There’s nothing that children love more than spending a day outdoors, digging around, and hunting for different types of bugs. Playing outside is always a beneficial experience for kids, but rarely does it ever result in the making of history.
Earlier this year, a group of elementary school students in California were playing in a creek in the Santa Cruz Mountains when they came across the bone of an ancient sloth.
According to Bryn Evans, a teacher at Tara Redwood School, her students had been building a dam and searching for crawdads.
“They’re just in the mud pulling things out, and then one of them comes up and is like, ‘This isn’t a stick; this is a bone,” Evans recalled.
The bone was brought to the Santa Cruz Museum of Natural History and was examined by Wayne Thompson, the Paleontology Collections Advisor. He collaborated with fossil sloth experts to identify the species.
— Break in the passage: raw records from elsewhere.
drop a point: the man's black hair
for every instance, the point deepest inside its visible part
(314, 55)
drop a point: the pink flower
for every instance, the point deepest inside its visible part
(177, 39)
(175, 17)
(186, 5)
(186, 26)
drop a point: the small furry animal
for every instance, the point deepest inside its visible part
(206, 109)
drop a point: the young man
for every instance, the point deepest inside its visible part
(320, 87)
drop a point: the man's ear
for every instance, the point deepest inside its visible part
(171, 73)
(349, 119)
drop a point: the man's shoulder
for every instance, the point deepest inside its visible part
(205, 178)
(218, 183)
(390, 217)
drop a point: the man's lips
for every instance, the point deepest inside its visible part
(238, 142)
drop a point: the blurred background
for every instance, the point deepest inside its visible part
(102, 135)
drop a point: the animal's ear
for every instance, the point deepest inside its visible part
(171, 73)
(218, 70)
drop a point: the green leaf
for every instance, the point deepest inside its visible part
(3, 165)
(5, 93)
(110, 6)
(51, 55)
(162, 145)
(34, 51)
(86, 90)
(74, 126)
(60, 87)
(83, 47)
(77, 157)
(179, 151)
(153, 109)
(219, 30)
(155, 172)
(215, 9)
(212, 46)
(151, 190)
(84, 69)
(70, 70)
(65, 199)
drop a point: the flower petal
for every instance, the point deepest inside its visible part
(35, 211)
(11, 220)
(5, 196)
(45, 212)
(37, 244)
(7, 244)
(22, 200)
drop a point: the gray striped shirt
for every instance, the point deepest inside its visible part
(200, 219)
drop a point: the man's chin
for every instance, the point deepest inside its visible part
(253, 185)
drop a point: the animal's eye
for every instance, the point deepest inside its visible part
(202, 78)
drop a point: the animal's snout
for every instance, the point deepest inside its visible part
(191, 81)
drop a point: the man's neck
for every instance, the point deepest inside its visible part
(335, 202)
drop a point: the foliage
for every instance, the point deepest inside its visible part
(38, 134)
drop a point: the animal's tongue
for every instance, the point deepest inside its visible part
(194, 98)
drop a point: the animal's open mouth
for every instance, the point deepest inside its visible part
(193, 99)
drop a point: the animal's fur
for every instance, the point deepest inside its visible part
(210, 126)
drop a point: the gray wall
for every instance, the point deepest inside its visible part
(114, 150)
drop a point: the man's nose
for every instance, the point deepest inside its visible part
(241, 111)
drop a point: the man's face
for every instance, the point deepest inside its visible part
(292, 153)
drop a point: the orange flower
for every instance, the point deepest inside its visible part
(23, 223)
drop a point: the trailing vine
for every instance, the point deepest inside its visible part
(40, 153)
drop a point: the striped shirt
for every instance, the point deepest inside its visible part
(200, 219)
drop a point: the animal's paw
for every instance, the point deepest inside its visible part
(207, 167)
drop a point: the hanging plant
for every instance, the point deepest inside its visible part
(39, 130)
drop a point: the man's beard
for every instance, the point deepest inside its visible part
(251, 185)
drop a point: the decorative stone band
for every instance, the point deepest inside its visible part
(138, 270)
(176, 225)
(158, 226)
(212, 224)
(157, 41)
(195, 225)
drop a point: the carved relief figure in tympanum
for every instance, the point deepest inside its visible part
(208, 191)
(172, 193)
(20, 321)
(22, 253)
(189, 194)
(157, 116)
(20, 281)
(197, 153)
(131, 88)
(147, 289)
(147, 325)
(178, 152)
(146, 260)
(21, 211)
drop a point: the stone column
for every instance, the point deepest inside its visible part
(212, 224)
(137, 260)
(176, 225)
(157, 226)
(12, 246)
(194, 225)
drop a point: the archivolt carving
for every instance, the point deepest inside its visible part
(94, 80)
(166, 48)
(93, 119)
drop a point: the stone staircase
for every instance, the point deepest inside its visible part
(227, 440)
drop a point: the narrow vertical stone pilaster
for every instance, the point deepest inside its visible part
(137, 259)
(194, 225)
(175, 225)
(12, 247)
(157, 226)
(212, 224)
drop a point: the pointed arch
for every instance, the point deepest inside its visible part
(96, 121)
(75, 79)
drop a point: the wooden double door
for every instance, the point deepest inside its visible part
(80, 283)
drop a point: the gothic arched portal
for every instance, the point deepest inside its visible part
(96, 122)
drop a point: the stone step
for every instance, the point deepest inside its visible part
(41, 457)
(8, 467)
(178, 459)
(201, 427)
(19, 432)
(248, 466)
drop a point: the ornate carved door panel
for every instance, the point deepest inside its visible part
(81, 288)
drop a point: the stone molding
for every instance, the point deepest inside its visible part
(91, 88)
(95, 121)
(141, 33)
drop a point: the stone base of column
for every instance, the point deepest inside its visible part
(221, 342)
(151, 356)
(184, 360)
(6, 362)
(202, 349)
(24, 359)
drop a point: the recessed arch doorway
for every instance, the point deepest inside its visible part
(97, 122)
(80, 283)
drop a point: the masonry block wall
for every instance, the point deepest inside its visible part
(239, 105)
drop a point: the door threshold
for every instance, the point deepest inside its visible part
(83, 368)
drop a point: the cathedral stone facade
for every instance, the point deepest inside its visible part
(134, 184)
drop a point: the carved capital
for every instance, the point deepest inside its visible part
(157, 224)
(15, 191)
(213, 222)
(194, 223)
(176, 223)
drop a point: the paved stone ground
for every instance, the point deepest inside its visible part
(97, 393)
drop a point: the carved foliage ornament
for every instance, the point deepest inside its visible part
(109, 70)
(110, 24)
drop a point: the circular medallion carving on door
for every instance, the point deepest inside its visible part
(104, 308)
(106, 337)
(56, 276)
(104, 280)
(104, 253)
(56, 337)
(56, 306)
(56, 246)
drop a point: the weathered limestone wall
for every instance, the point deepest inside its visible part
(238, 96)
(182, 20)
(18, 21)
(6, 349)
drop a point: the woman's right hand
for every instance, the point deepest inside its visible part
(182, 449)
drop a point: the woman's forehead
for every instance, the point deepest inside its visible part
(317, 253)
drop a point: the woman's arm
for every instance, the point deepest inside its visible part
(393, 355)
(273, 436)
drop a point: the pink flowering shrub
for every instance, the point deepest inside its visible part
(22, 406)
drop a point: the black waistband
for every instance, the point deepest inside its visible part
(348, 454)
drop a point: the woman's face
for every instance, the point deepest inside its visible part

The bone was part of the left arm of the prehistoric Jefferson’s ground sloth (Megalonyx jeffersoni).
It was found in a sediment deposit dating back to the Ice Age, which meant that it was somewhere between 11,500 and 300,000 years old. The sloth bone was the first reported fossil evidence of the species in the Santa Cruz area.
Jefferson’s ground sloths are large, plant-eating mammals that are now extinct. They weighed between 2,200 and 2,425 pounds and could grow up to three meters in length.
These three-toed sloths walked on all fours, had the ability to stand on their hind legs, and lived in caves for shelter.